About 90% of all commercial CF is made from acrylonitrile, with the remaining 10% made from pitch and rayon. The production of CF from acrylonitrile is a complex process that typically involves three distinct processes (Figure 1); polymerisation of acrylonitrile to produce polyacrylonitrile (PAN, aka precursor polymer); conversion of PAN to PAN fibre (aka white or precursor fibre); and carbonisation of PAN fibre to produce CF. The resulting CF can be processed into in a variety of forms, including yarns, weaves, and braids, which are in turn used to create carbon fibre composite (CFC) parts when combined with resins.

Figure 1: The carbon fibre value chain

The opportunity:
It is widely understood in the open literature and industry, and confirmed through stakeholder interviews, that the production of the PAN fibre from acrylonitrile accounts for about 50% of the CF production cost, but sets about 80% of the material properties and performance of the final CF.

The innovation: Our work is aimed at the design, development and evaluation of PAN with well-defined structural characteristics through the application of RAFT polymerisation technology. Early data has clearly demonstrated the potential of this approach through the production of carbon fibre equivalent to commercial grade (T300) suitable for automotive applications, achieved with only minimal refinement and process optimisation.

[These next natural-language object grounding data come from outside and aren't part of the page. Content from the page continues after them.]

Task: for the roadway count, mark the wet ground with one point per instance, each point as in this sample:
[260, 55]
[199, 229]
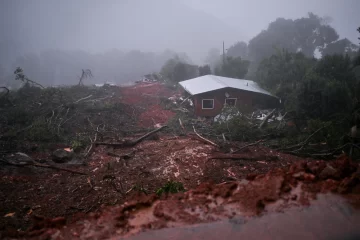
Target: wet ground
[270, 194]
[299, 193]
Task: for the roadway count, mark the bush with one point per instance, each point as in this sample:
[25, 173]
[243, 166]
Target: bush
[171, 187]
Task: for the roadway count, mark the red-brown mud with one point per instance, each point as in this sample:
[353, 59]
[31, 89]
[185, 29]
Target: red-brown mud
[275, 191]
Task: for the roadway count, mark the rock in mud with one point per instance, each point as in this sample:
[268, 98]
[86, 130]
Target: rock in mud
[62, 156]
[20, 158]
[329, 172]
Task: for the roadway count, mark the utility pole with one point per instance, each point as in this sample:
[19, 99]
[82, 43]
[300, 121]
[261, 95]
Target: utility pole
[223, 53]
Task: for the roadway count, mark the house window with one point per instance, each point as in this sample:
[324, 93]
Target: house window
[230, 101]
[208, 104]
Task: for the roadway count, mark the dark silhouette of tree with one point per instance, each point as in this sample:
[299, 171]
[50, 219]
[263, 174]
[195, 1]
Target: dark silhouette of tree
[204, 70]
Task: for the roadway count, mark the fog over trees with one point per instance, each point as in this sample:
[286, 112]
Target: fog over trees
[120, 41]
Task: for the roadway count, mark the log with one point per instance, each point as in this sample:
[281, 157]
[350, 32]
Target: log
[204, 139]
[248, 145]
[263, 123]
[243, 157]
[43, 166]
[131, 143]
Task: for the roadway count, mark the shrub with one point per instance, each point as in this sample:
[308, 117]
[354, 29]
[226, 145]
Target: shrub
[171, 187]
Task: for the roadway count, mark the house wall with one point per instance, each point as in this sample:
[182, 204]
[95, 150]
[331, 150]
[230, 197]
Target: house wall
[245, 100]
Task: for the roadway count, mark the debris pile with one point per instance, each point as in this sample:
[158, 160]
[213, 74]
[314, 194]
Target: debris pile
[146, 98]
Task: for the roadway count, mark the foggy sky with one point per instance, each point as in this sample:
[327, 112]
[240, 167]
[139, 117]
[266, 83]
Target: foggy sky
[191, 26]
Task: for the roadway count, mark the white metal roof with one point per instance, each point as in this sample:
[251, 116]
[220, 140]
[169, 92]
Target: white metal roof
[209, 83]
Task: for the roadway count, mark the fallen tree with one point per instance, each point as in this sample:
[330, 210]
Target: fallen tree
[131, 143]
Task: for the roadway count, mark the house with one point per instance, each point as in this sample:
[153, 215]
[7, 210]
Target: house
[210, 93]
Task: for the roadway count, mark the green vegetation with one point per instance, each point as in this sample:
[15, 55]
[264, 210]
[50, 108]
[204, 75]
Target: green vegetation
[171, 187]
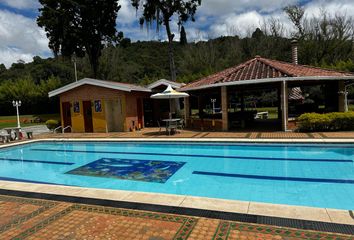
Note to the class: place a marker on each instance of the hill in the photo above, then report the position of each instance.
(144, 62)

This presentation will detail our experimental program and progress to date.  

Dr John Tsanaktsidis
Research Director - Advanced Fibres and Chemical Industries Program
CSIRO Manufacturing

Dr Tsanaktsidis is a synthetic organic chemist with over 30 years of experience, focussing on the development and translation of chemistry solutions to the chemical industry. Dr Tsanaktsidis is currently the Research Director of the Advanced Fibres and Chemical Industries Program (AFCI) at CSIRO Manufacturing. As Research Director, he sets the vision, strategy for AFCI to deliver outcomes and impact through mission directed, multi-disciplinary and collaborative science aligned to the goals of a CSIRO Manufacturing Business Unit. Dr Tsanaktsidis applies his extensive background and experience in scientific research, management, business development, technology commercialisation, and business leadership to deliver commercial value to clients through the creation and translation of innovative technical solutions to the chemical manufacturing industry.

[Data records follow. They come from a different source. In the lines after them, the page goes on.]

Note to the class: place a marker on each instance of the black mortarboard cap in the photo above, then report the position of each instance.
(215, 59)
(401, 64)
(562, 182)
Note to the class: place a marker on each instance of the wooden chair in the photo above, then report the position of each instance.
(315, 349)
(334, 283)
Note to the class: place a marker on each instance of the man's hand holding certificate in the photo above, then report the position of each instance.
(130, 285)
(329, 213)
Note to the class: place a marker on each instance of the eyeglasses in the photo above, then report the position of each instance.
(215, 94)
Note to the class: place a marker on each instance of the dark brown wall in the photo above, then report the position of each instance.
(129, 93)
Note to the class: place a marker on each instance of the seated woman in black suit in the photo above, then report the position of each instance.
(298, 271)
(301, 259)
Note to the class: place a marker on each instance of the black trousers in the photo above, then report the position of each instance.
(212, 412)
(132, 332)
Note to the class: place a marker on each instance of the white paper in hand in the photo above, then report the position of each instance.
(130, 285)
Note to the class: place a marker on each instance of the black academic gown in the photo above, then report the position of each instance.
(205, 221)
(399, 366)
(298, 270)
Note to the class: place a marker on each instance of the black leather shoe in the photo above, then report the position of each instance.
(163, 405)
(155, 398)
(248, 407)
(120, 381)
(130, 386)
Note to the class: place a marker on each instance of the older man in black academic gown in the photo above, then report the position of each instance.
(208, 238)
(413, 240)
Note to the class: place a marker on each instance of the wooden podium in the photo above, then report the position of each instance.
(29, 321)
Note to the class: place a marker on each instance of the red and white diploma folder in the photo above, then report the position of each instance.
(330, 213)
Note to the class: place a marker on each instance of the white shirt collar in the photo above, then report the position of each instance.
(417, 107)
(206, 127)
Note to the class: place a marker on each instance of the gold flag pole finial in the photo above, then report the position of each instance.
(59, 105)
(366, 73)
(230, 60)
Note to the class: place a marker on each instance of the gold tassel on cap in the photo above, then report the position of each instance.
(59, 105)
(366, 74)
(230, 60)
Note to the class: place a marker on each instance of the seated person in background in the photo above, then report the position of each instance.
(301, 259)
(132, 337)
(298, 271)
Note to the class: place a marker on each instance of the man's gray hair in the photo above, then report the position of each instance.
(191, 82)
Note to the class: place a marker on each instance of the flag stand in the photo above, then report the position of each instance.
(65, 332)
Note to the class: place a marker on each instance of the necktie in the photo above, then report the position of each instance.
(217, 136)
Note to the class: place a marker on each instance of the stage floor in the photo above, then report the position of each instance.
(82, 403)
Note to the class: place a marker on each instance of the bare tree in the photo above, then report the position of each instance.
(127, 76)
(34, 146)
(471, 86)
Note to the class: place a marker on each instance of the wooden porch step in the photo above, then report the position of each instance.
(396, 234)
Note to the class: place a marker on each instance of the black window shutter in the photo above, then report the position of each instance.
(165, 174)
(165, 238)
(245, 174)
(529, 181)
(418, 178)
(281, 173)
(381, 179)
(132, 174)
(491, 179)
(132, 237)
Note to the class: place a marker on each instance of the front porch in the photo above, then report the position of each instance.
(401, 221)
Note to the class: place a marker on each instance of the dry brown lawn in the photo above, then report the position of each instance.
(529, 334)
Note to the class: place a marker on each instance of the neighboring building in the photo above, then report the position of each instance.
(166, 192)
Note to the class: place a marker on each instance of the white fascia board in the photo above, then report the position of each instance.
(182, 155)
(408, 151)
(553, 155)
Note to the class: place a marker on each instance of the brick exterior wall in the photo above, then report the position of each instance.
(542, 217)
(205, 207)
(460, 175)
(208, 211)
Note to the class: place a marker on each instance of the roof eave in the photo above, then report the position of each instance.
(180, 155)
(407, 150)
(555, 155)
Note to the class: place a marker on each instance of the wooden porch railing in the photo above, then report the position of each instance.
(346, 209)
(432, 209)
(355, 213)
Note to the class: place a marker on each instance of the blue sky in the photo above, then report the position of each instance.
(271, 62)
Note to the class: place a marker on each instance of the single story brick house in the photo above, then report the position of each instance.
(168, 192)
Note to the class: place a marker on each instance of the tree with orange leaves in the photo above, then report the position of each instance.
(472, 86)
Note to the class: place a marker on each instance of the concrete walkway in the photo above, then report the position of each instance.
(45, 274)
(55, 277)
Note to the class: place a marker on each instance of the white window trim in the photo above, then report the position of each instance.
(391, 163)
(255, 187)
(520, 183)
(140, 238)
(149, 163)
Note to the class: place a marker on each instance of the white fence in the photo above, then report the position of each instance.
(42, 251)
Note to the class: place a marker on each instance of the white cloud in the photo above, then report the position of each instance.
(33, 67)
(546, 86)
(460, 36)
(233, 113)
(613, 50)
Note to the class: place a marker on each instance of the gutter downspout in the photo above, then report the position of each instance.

Dr Tsanaktsidis has authored or co-authored over 60 peer reviewed papers, 5 patents, and 2 book chapters, and has an h-index of 17. His efforts have been recognised by CSIRO for Business Excellence (2003) and Project Management (2004), and through a Chief's Innovation Award for his efforts in continuous flow chemistry (2012), and by The Flinders University of South Australia in 2006 through a Distinguished Alumni Award. Dr Tsanaktsidis is a Fellow of the RACI and has served as Chair of the Organic Chemistry Division of the RACI, the peak body for chemists in Australia.